Quantitative investment models have typically been evaluated using the protocols of academic research; the “universe” of stocks is divided into a certain number of groups, or buckets (or in academic parlance, “quantiles”) and the performance of each bucket is noted. The ideal outcome is one in which the bucket containing the “best” stocks (let’s call it Bucket 1) experiences the strongest performance. Stocks in Bucket 2 show the second-highest performance, Bucket 3 stocks come in third and so on down to the lowest-ranked bucket containing stocks that perform worst.
However valid the academic approach is, the reality if that models rarely if ever achieve ideal results when used in the real world. So investors are often left to judge the extent to which they willing to accept deviations from the ideal.

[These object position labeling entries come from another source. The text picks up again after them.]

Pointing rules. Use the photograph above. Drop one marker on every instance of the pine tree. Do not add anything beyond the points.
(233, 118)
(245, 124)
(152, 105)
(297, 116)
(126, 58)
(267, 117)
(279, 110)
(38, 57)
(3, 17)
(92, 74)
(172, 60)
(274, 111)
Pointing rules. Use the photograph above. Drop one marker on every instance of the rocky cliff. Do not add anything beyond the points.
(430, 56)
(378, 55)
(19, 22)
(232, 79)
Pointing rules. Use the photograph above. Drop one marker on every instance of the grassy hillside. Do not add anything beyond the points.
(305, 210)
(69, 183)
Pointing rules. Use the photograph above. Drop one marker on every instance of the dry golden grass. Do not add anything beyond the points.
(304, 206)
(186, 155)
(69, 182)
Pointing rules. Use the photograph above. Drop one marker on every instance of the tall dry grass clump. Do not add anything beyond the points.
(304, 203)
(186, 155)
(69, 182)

- Beyond the usual and ever-present challenges in crossing the logical bridge that separates past performance from future outcomes, there’s also the challenge of variability within each bucket. The average performance within a bucket is just that — an average. It’s possible, though, that Bucket 2 could indeed turn out to be the second-best performing bucket — on average —but still have a substantial number of stocks that outperform even the better stocks in bucket 1 and a meaningful number whose performance is below the average of, say, bucket 5.
- This poses great challenges to the typical investor, who rarely if ever is simply going to buy all the stocks in any particular bucket which, in a large ranking universe such as the one we use, would consist of several hundred stocks. How can the investor get a sense of the merits of say, the three or four being examined today. What is the probability that all, despite being in the top-performing — on average —rank bucket, are, individually, mired near the bottom of the universe.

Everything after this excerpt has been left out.